Pihaknya menyebut sejauh ini ada 45 kelurahan yang terdata memiliki daycare. Pemkot Yogyakarta juga mendata untuk memastikan apakah tempat tersebut memiliki izin atau tidak. “Kami melibatkan lurah dan MPP yang ada di wilayah serta Dinas Pendidikan untuk melihat daycare yang ada di Kota Yogyakarta, mana yang sudah berizin dan mana yang belum,” katanya.
2. Dinas lakukan pendampingan

Berkaitan dengan nasib anak-anak dari Daycare Little Aresha, ia mengatakan Unit Pelaksana Teknis Perlindungan Perempuan dan Anak (UPT PPA) Kota Yogyakarta akan melakukan pendampingan psikologis dan hukum bagi orangtua dan korban.
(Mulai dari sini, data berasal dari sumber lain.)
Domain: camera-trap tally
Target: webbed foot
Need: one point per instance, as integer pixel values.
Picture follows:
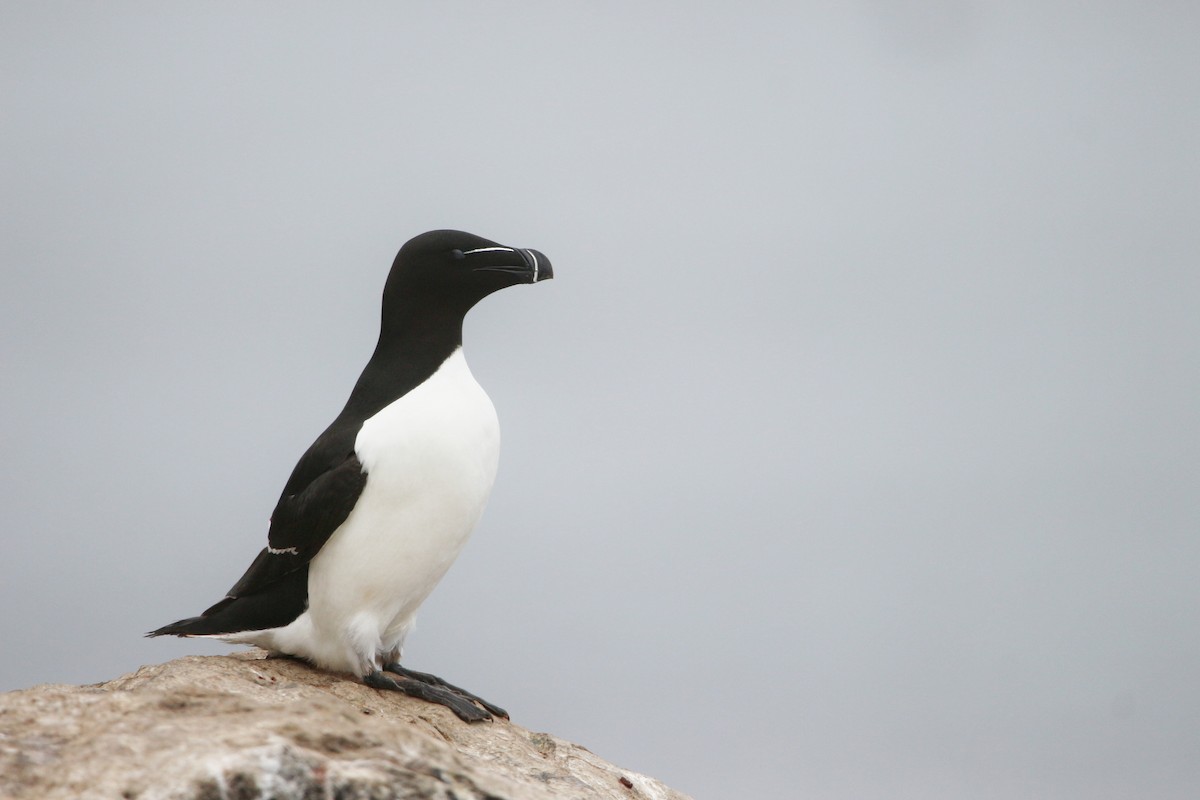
(462, 707)
(437, 683)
“Saat ini sudah dilakukan pendataan melalui aduan yang masuk ke hotline service atau media sosial UPT PPA. Selanjutnya Senin, 27 April 2026 akan dilakukan assesment awal dan advokasi ke orang tua korban,” kata Retnaningtyas.
Ia mengatakan pihaknya akan berkoordinasi dengan orangtua, berkaitan dengan kelanjutan pendidikan anak-anak. “Nanti kami lakukan pendampingan, sehingga kita akan ketahui dari orangtua ini keinginannya seperti apa, sehingga harapannya nanti pemerintah bisa mencarikan jalan keluar,” ujarnya.
3. Puluhan anak jadi korban

Polresta Yogyakarta mendata dari 103 anak yang ada di Daycare Little Aresha, ada 53 anak yang mengalami tindak kekerasan. Jumlah tersebut dimungkinkan bisa bertambah, mengingat pihak kepolisian masih melakukan pendalaman.
Polresta Yogyakarta juga mengamankan 30 orang dari Daycare Little Aresha yang terdiri dari pengasuh dan pejabat yayasan yang menaungi. “Kemarin kita telah mengamankan sekitar 30 orang, secara maraton. Yang ada di Polres ini juga sekitar 30 orang itu, dari tadi malam sampai dengan detik ini juga masih dilakukan pemeriksaan,” ujar Kasatreskrim Polresta Yogyakarta, Kompol. Riski Adrian.